え、説明雑じゃない?でも物語を進めている感じはするし、前進あるのみかな。


そして僕達は準備をした洞窟に着くまでには一日はかかるかもとその分の食料を持たされ、村でもわずかな若い人達も同行してくれるそうだ。


「これはお守りです。エルフ代々伝わる精霊の加護がついているとかなんとか」


ちょっとそこ適当じゃない?少し抜けてるなこの村長さん。

「スピリチュアルですよ柊君」


彼女が可愛いかったからこれはこれで。精霊の加護より栞ちゃんの加護の方が僕にとって効き目がある気がする。


「この度同行させていだだきやす、サイと申しやす。村のためにわざわざ危険をおかしてわすからもお礼をさせて頂きたく同行しやすぜ」


「ありがとうございます。サイさん洞窟までの案内お願いしますね。」


サイさん達エルフの若い男達が前を歩き僕達はその後についていく感じで目的の洞窟を目指す。よく見るとエルフのアンちゃん達ガタイいいな。僕と大違いだ。運動音痴の僕は他の面で栞ちゃんにアピールしなきゃ。


「栞ちゃん疲れていないかい?山道なんてあんまり歩いてないから疲れちゃうよね」


「いいえ私こう見えても、高校の時は陸上部で体力に自信があります!ですが一度も大会とかには出たことが無くて....」


それは体力に自信あると言えるのか。まぁでも僕もこう見えて週に一度はランニングしてるし、いざとなったらオークなんてやっつけちゃうぜ。多分死ぬ。


太陽が沈み夕暮れ時になってきて山を進むには心細くなってきたときまっすぐ行った先に洞窟があった。


「よっしゃー目的の場所についたぜ。いやぁもう暗くなってきたし心配だったんだよ」


「シュウの旦那、あれはわすらが目指してる洞窟ではなくて、目的地はもう一つ先の洞窟ですぜ。まぁですが今日はこの辺で野営しましょうか」


目的の場所じゃないのかでも休めるな。今日はオークに襲われなくて全員無事でよかった。洞窟の中はあんまり大きくないけど、全員が入れるくらいのスペースがあった。

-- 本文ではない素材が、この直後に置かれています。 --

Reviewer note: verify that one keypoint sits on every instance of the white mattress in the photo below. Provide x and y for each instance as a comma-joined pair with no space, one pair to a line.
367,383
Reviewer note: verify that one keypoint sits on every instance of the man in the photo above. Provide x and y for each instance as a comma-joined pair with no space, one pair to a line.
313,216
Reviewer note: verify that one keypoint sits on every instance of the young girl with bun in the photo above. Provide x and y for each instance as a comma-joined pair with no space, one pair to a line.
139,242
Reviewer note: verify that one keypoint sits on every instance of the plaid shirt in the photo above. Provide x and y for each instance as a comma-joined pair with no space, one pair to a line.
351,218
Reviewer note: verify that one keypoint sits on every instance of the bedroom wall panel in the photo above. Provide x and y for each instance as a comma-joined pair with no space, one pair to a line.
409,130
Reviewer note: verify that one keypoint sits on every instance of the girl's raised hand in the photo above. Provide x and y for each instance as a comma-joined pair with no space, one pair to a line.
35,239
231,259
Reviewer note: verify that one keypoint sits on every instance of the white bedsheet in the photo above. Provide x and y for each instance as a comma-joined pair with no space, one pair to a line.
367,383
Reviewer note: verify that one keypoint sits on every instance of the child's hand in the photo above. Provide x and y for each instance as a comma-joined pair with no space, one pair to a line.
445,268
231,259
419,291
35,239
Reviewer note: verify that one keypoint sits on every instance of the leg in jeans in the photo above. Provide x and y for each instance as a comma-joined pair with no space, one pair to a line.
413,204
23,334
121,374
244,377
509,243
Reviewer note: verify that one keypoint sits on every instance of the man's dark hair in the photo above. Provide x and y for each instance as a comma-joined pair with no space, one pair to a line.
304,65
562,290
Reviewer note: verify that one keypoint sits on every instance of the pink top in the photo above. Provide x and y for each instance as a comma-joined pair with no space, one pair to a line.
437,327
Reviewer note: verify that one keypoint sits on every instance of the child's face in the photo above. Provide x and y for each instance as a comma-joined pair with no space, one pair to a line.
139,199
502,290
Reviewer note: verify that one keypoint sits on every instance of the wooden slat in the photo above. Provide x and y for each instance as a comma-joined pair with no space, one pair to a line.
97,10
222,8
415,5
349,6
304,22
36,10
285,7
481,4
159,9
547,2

「おい、サイこれを見てみろ!誰かがここに居た形跡があるぜ、それとこれは文字か?」


そこには、焚き火の跡や何かを食べたり飲んだりした後があった。そして僕達には読めない文字で何かが書かれていた。


「サイ、これはなんて書いているんだ」


「これは、我々、エルフ九名はエルフの村長の息子マルクを筆頭にこの先のガントロの洞窟にいるだろう。其方らの動きは、仲間のエルフの能力で把握済みである。我々に協力してくれるというのなら、その洞窟の先の滝の下を潜りこの洞窟へ参られよと書いていますぜ」


どうやら、村長さんの息子は生きていたようだ。この形跡からみてここを出てから一週間も経っていないだろう。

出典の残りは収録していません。